Doctor Visits: Be Prepared!

Summer 2000 CSANews Issue 35  |  Posted date : Mar 05, 2007.Back to list

How many times have you walked out of your doctor's office...without getting the answers you went in for? You're not alone ­ it happens to everyone, of every age.

The best way to ensure that you make the most of your visit to the doctor or pharmacist is to think like a boy scout, and "Be Prepared." In the weeks preceding your visit, make a list of the symptoms you have been experiencing and any questions you'd like answered. Bring a pen and paper with you to your appointment, to record the answers given ­ often, medical terms are bewildering, and taking notes will alleviate any confusion later on.

When being prescribed a new medication, there are certain questions ­ and answers ­ that should be discussed. Ask your physician for its name, exactly why it is being given, and what the desired effect will be. If there are possible side effects, ask your doctor to fully explain them ­ as well as what reactions should be reported immediately. You may also want to ask if there are alternatives to medication.

When being given a medication for the first time, ask if you have been given the lowest possible dose, while still achieving the desired effect. Often, doctors have drug samples in their office, so ask for one to test for sensitivities before you fill the prescription. Inquire if the prescription you've been given is covered by your provincial drug plan and, if not, whether or not there's a generic equivalent on the market.

Prepare a list of all medications you are currently taking, including over-the-counter drugs (don't forget vitamins, antacids and pain relievers) and show it to your doctor or pharmacist. Ask if there are any on your list that you should avoid taking at the same time as your medication ­ or avoid taking at all.

Once you've got your prescription in hand, you should also have a series of questions ready for your pharmacist. Ask when the medication should be taken ­ before, with, after or between meals? At bedtime or as needed? Some medications should not be taken with specific foods ­ milk, being a prime example.

For those with arthritis, the child-proof lids on most prescription bottles are a never-ending source of discomfort.
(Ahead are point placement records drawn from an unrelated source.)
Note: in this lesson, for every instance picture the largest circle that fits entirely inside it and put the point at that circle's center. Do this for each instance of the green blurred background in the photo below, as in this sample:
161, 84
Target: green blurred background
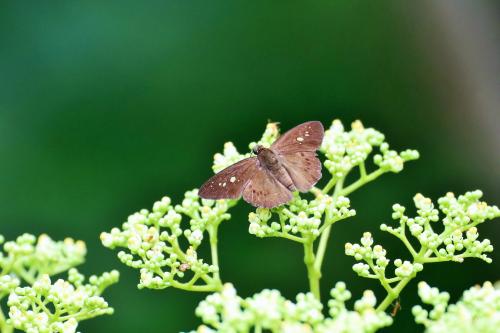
106, 107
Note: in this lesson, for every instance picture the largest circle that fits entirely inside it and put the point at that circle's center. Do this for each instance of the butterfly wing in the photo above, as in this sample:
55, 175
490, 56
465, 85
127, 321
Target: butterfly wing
303, 167
297, 152
304, 137
230, 182
263, 190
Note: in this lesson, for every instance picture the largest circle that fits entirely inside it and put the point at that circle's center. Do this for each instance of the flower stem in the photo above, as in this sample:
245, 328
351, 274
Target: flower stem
320, 253
362, 181
4, 327
212, 231
313, 274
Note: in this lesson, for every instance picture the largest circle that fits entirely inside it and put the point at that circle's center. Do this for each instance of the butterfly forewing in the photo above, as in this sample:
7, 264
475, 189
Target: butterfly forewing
304, 137
303, 167
230, 182
263, 190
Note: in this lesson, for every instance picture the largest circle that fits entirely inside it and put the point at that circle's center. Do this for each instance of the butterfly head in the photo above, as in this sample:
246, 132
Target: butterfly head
257, 149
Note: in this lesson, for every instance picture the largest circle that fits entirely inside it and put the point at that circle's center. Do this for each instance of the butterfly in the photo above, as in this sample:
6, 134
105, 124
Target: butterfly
269, 178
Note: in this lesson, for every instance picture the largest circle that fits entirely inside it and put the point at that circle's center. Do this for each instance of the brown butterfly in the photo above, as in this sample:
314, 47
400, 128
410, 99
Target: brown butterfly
269, 178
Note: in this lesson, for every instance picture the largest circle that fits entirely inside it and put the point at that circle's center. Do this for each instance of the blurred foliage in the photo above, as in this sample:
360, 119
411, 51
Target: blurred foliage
105, 107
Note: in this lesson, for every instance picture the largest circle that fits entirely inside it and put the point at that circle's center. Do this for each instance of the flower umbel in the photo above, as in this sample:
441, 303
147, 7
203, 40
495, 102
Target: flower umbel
458, 239
39, 305
59, 306
152, 242
225, 311
477, 311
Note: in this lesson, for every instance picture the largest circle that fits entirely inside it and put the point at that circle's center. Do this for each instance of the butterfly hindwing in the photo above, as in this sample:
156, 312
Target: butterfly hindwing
304, 137
230, 182
263, 190
304, 168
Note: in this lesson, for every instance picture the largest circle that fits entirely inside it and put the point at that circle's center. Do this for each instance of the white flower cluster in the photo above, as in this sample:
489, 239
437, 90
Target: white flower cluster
478, 311
226, 312
230, 154
153, 244
459, 239
377, 262
300, 217
28, 257
346, 149
59, 306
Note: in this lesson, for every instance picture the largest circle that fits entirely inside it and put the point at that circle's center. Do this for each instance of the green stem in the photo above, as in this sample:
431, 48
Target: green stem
362, 181
320, 253
290, 237
329, 186
395, 294
4, 327
392, 294
212, 231
313, 274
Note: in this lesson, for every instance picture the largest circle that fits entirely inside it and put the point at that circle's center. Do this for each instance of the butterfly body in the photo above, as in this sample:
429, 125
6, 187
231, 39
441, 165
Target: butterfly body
270, 161
269, 178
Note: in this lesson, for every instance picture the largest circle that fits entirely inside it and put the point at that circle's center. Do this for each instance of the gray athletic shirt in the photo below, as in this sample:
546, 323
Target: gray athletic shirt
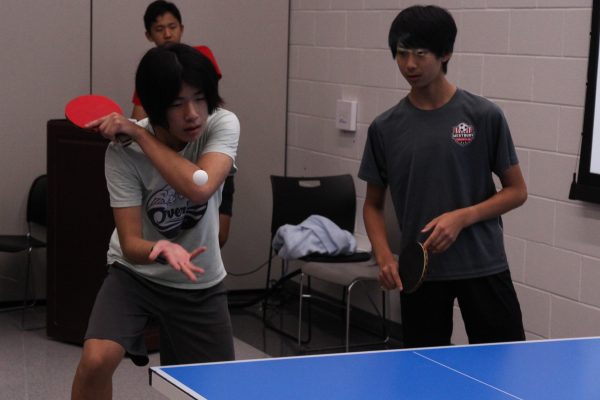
437, 161
132, 181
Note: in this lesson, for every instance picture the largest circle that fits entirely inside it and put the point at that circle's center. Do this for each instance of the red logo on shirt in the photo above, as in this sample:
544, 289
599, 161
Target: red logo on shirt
463, 133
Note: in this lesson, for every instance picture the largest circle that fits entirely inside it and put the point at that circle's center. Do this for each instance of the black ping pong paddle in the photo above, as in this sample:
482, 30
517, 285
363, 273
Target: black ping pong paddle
87, 108
412, 266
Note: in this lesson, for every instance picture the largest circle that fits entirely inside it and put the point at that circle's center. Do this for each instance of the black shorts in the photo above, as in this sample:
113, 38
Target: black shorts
489, 307
194, 324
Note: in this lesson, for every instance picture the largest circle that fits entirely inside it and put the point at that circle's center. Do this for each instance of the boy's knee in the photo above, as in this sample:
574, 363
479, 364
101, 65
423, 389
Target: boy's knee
99, 358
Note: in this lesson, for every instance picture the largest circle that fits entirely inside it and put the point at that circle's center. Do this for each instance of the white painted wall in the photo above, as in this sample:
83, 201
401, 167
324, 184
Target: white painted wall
530, 57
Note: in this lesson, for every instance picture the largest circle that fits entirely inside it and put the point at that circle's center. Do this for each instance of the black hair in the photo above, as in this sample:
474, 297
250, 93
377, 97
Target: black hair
158, 8
162, 72
428, 27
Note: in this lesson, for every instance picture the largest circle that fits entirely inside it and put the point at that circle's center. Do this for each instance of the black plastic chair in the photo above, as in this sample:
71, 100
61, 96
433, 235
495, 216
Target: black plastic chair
36, 214
334, 197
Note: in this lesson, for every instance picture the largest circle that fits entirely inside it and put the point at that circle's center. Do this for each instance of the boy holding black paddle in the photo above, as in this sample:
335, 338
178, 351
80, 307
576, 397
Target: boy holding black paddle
437, 151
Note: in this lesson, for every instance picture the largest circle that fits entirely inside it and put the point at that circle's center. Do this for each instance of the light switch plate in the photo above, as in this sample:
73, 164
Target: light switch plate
345, 115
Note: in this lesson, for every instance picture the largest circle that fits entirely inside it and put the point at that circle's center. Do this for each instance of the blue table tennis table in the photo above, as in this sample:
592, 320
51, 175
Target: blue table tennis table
565, 369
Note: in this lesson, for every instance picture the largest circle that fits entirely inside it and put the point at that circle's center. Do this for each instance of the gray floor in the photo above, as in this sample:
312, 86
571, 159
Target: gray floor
35, 367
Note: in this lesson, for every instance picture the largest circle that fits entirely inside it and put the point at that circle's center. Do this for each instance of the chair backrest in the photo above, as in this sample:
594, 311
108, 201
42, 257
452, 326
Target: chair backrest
37, 201
297, 198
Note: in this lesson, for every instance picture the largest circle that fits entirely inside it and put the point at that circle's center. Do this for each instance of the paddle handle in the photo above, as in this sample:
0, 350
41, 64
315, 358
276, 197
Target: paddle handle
124, 139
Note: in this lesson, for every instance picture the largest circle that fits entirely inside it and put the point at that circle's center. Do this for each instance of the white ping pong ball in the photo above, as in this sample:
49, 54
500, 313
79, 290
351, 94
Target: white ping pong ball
200, 177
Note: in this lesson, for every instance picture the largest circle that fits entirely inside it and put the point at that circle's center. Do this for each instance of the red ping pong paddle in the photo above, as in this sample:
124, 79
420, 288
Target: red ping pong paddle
413, 266
85, 109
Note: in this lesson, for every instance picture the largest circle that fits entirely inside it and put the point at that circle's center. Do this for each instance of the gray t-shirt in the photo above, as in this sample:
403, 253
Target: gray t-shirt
441, 160
133, 181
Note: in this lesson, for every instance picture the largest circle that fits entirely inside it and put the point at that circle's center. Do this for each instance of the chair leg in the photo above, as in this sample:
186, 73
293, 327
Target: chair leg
300, 302
348, 307
26, 291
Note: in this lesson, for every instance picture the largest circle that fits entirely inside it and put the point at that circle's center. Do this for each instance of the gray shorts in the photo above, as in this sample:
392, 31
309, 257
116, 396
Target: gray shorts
194, 324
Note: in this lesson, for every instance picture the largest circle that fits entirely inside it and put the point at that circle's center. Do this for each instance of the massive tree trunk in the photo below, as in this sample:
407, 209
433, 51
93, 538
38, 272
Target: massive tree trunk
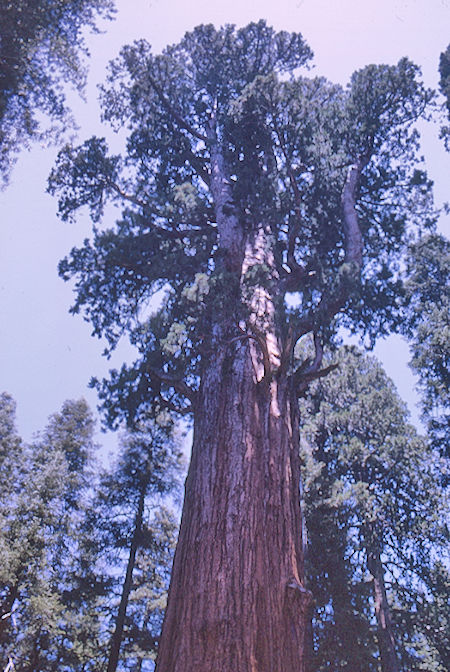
385, 633
236, 600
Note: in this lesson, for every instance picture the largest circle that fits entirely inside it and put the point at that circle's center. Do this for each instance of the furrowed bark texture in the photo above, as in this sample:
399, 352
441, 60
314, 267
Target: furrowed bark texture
236, 601
385, 632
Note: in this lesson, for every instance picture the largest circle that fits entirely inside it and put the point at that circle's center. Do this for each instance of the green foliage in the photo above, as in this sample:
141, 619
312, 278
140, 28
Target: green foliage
444, 85
286, 143
65, 536
46, 555
146, 474
371, 487
41, 49
428, 332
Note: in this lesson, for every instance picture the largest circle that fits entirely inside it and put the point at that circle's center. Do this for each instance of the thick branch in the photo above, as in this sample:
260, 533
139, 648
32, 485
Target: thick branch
334, 299
307, 372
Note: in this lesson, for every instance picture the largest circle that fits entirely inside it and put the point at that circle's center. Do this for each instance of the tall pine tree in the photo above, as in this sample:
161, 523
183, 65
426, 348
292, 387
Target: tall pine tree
243, 181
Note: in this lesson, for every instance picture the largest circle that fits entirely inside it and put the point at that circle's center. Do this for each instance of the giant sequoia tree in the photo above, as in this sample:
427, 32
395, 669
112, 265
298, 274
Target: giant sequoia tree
260, 206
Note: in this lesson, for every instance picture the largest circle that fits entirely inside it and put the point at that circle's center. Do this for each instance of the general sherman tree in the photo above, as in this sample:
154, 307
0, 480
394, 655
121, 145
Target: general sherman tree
257, 206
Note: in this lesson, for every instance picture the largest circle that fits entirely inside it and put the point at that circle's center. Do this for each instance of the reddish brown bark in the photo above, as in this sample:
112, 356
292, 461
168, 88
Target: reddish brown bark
236, 598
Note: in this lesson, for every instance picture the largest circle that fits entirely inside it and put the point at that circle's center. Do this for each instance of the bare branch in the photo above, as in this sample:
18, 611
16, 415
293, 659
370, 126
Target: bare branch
127, 197
178, 118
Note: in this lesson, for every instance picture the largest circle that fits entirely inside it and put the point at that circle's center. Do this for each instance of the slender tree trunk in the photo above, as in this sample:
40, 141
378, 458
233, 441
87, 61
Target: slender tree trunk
385, 633
126, 589
236, 601
6, 607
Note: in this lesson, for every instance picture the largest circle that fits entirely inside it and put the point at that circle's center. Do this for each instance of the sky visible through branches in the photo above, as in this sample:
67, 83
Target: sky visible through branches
47, 356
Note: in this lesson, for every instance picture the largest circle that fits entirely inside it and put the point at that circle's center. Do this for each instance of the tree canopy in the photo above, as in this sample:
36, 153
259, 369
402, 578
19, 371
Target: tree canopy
375, 514
287, 145
41, 49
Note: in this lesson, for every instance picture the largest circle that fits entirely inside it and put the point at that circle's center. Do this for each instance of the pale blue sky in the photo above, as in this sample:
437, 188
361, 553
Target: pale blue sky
47, 356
When having your prescription filled, ask your pharmacist for a container that is easy to open. Remember that if you have children visiting your home, you must keep these, and any other medications, out of reach.

If you find that you're having trouble remembering whether you've taken your medication, visit your pharmacy for a small, inexpensive pill organizer.

These are divided into compartments for each day of the week (and often, three compartments per day). One glance, and you'll know whether or not you've taken your pills. Use some foresight...while picking up your prescription, ask what should be done in the event that you miss taking a dose.

The main thing to remember is that it is your RIGHT to have these questions answered, and you should not feel intimidated or hurried in any way. If you're still concerned that you might forget something, bring someone with you to your appointment. It's your health...take care of it!